Seeing me seeing them, they chuckled and said, “We weren’t calling you an asshole. We were going whoever threw their can out an asshole. Unless it was you who did it. Then we are calling you an asshole.”

“No,” I answered, “I didn’t throw a can.” I explained what’d been going on.

They noticed a small hardcover book I carried and began talking about it. An older book, the tome was about three racing drivers, but the novel was considered ‘literary’. The two men highly recommended it. I responded that I was a novelist and the book enticed me because of its literary reputation, but I’d also been a racing fan.

We were walking by then. I was looking for my place and couldn’t find it. They invited me to join them at a restaurant for a drink. I agreed and we went into a red-theme place — red carpet and bar, red leather seats, red lights, red walls and curtains, red neon. As we chatted, the tall one went off for our drinks and the short one said that he hoped I was serious about what I said about the book and that I wasn’t just going along with them.

I told him, no, and we started chatting about racing. I told him that the late sixties and early seventies had captured my deepest racing interest. I enjoyed the three-liter Formula 1 cars of that age, especially Lotus and the 72, but also the Tyrrells, the Indy cars dominated by the Offy and Ford engines, the sports-racing cars of LeMans like the Chaparral 2D, and the Can Am cars like the McLarens, the Lola T70, and the 2J. (Yes, I actually said all of this in the dream.) They remarked with smiles that it sounded like I really knew my cars. The tall one said, “You should meet my sister.”

We’d finished our drinks and I decided to go. The dream’s final sequences involved me retracing my steps, looking for where I was staying, and then finding it.

Dream end. It was all quite vivid and sharply remembered.

The Four Buildings Dream

I was alternatively and seamlessly at different stages in my life, from teenager to middle age. I was going through four dull brown monolithic buildings. Almost featureless, their outside corners were hard right angles. They reminded me of huge parking garages, but they teemed with people.

As I went through them, I realized the buildings were familiar. Navigating them, getting lost, finding my way again, I realized that two were schools and one was retail stores, like a giant mall. Traversing the steps to different levels, finding my way through the buildings, I’d get lost and take wrong turns and circle back, searching for the right way to go. Doing this, I became more familiar with the layouts. Some was new information being learned or realized, while more came from dredging up memories. I realized that the fourth building were floors and rows of offices and cubicles, the corporate world.

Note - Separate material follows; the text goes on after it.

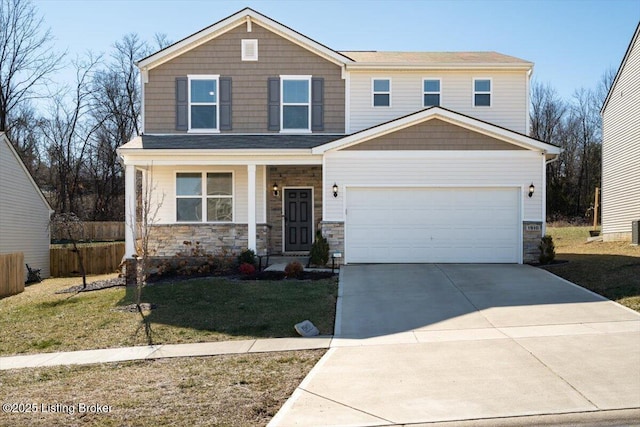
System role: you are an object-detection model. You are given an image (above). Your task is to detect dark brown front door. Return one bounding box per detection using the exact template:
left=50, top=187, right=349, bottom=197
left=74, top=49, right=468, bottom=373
left=284, top=189, right=313, bottom=252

Deciding I had a semblance of understanding about the arrangements, I began searching for familiar places and faces. I sometimes glimpsed people in the crowds who I thought I knew. The buildings were always so crowded and busy, and everyone was rushed and harried. Becoming firmer about my commitment and more convinced about where I wanted to go, I entered a long and tall but quiet and empty room.

A tall flight of black metal stairs was available in the room’s middle. I went up the stairs. Inside were three women. As I walked around, they asked, “Who are you?” Without letting me answer, one said, “Maybe you can help.”

As she said this, another said, “I’m not getting anywhere. Maybe he can try.”

I recognized the three women as RL blogging friends. I’d never met them but knew them online. They were at a workbench. Some electronic device was in pieces on it. “Here, come here,” one ordered. “You try. We’re supposed to use this to analyze but it’s not working. You try.”

I didn’t understand what they were talking about. I asked, “Analyze what?” I had an impression it was to locate guns being fired but then changed that idea to the device being something about interpreting people’s moods.

The one woman was talking fast about their efforts to use the device and putting it back together while she spoke. When she finished putting it together, she stopped talking and shoved it at me.

I protested and scoffed. “I have no idea what this is. What makes you think I can fix it?”

They urged me, “Just try.”

I bent down, figured out how to turn the thing on, and began messing with switches, dials, and buttons. A male voice was immediately heard.

“You did it,” the women said. “You fixed it.”

I was shaking my head, answering them, “I didn’t fix it, I didn’t do anything. I think you might have fixed it when you put it back together.”

They hugged and thanked me. I kept protesting that I hadn’t done anything and then left going back down the stairs.

Knowing where I was in relation to the buildings, I decided to visit my elementary and high schools. Taking different stairs, I left one building and entered another.

No, that wasn’t right. I reversed course and tried again. Coming down stairs, I entered a place I knew as my high school. I immediately spotted a number of people who’d worked for me during my life. “There you are,” one said. “I’ve been wanting to talk to you about this book. You said it was a good read. This is turgid, dull, and flat. I wanted to kill myself reading it.”

I laughed, pleased to see him, shaking his hand. “It is a good book but it might not be the book for you.” I began going on about different tastes and expectations. While I talked, another person came up. This was Howard, from “The Big Bang Theory”. He said, “I thought it was a good book. I enjoyed it, although I thought there were places where it needed help.”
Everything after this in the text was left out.